The Unacceptability Index reflects an average of these six figures among Republicans who have formulated an opinion about the candidate.
About half of the views Republicans expressed about Mr. Huntsman were negative, producing an Unacceptably Index of 51 percent.
Mr. Huntsman is considerably less well-known than most of his rivals — between 60 and 70 percent of Republicans remain unfamiliar with him — so there’s a chance that these figures will improve as he introduces himself to more voters. He does have several strengths, including support within Republican establishment circles, an intriguing resume, and considerable charisma.
It doesn’t seem likely to me, however, that the poor initial impressions are a fluke. Instead, they almost certainly reflect the fact that Mr. Huntsman has taken a number of positions that are bound to be unacceptable to large swaths of the Republican electorate. Among them are expressing support for Barack Obama’s 2009 stimulus package, endorsing an individual mandate for health insurance, and securing Utah’s participation in a regional cap-and-trade program. Mr. Hunstman also holds a moderate position on gay marriage, having endorsed civil unions for same-sex couples. And he served as President Obama’s ambassador to China.

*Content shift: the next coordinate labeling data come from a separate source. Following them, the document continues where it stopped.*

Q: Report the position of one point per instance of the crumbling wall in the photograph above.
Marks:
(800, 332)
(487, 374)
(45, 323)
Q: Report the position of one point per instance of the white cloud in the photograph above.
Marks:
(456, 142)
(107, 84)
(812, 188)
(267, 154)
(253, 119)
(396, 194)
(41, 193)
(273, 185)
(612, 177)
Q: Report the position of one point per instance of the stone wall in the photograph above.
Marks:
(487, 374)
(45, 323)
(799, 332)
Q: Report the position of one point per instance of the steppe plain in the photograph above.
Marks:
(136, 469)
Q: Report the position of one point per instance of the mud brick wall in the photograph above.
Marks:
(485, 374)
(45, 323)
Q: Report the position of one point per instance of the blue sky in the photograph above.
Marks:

In short, numbers like these should argue strongly against placing Mr. Huntsman in the top tier of candidates along with those like Mr. Romney and Mr. Pawlenty. Rather, I suspect that his odds of winning the nomination are no better than some of the “insurgent” candidates like Ms. Bachmann, or candidates like Rick Perry and Paul Ryan who are unlikely to enter the race but would be more acceptable to the Republican base if they did.